Bella fully understands that Edward is a monster who could kill her at any moment. It is in his nature to drink human blood, but more than that, because Bella smells so good, her blood nearly drives him mad. Edward has to be on his guard and resist the temptation to murder his girlfriend whenever they are together. He can’t help that he is a vampire and that he wants to kill her. She understands that when he gets excited, angry, or sexually aroused he is more likely to loose control and finally do it. Bella doesn’t blame Edward for this. What she does is apologize for being exciting and attractive, for doing things that make him angry, for smelling good.

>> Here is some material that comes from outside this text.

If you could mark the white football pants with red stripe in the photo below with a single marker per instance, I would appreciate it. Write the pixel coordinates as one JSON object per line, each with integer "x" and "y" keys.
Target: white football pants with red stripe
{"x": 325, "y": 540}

Things are obviously tense between them, but their feelings are super intense. First loves are, I know, but this is something more. Edward and Bella, after a rocky couple months (what with him almost mauling her in class and then being standoffish so as not to maul her in other places), finally start hanging out, and over the course of time she figures out his condition; they profess their feelings; they go public with their relationship; she meets the rest of the vampire family and he meets her dad. That’s all fairly typical (minus the near-mauling), but what is atypical is that he knows how to get into her house with the hidden house key, because he’s been spying on he. He secretly follows her wherever she goes (this comes in handy for swooping in to save her, but still…). Then comes Edward’s confession that he likes watching her sleep. Yes, all this time he’s been creeping into her room at night and watching her. He tells her, “You’re my life now.”

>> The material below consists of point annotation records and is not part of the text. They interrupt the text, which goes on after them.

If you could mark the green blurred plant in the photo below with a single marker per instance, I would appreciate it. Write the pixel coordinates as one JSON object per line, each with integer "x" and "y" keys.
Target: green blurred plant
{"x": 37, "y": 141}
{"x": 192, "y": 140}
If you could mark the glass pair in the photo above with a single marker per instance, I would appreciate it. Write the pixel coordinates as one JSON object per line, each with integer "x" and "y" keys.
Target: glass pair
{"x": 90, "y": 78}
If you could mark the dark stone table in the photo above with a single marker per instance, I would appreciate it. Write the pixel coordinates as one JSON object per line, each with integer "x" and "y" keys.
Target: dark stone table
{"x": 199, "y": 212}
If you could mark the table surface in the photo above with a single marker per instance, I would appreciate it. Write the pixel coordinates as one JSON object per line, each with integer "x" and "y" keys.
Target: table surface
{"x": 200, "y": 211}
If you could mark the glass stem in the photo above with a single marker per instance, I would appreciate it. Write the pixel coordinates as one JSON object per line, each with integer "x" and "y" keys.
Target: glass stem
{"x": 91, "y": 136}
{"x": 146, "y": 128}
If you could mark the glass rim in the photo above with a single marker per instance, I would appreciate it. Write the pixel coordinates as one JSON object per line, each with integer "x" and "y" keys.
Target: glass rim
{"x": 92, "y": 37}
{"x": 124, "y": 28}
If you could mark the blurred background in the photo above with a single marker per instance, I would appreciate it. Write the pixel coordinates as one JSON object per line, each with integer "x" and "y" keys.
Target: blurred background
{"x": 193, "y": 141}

Bella returns the feeling, big time. It’s not enough for her to talk about spending her life with Edward; she wants to spend eternity with him. She wants to be mauled and made immortal so as to nab him forever. To become a vampire, Bella would go through a terribly painful transformation. She would have to turn her back on her family, not to mention her friends and society at large. Last but not least, she would become a monster who lusts after human blood. Edward is convinced he will go to hell for being a vampire; Bella fully comprehends this and still wants to join him. She is willing to give up her very soul in pursuit of this relationship.
All of this—the misogyny, the model abusive relationship, the sacrificing of self and values—is gorgeously wrapped up in a package of hot, rich vampire boys with fancy cars and perfect skin. It is labeled “romantic.” And the teenage readers sigh and swoon and lie in bed at night imagining they are Bella Swan, hoping to wake up and catch Edward Cullen staring at them from the corners of their rooms. The books are as alluring as Edward himself and equally as frightening. If a teenage girl I know told me that a boy she likes told her a) she is his life, b) he is afraid he might lose control and kill her and c) that he sneaks into her room at night to watch her sleep, I would call the police. When she is of dating age, if I see my daughter completely losing herself to capture the heart of a boy, or hear her apologizing for being beautiful or exciting, my heart will break. Stephanie Meyer is certainly not the first author to write about star-crossed lovers or desiring what is frightening; she is not the first to equate sex with danger or death; she is not the first to idealize an affair between a powerful, dangerous and handsome man and a younger perpetual damsel in distress, but it is disappointing all the same. And that young damsels are buying these books by the millions and hoping for an Edward of their own is terrifying.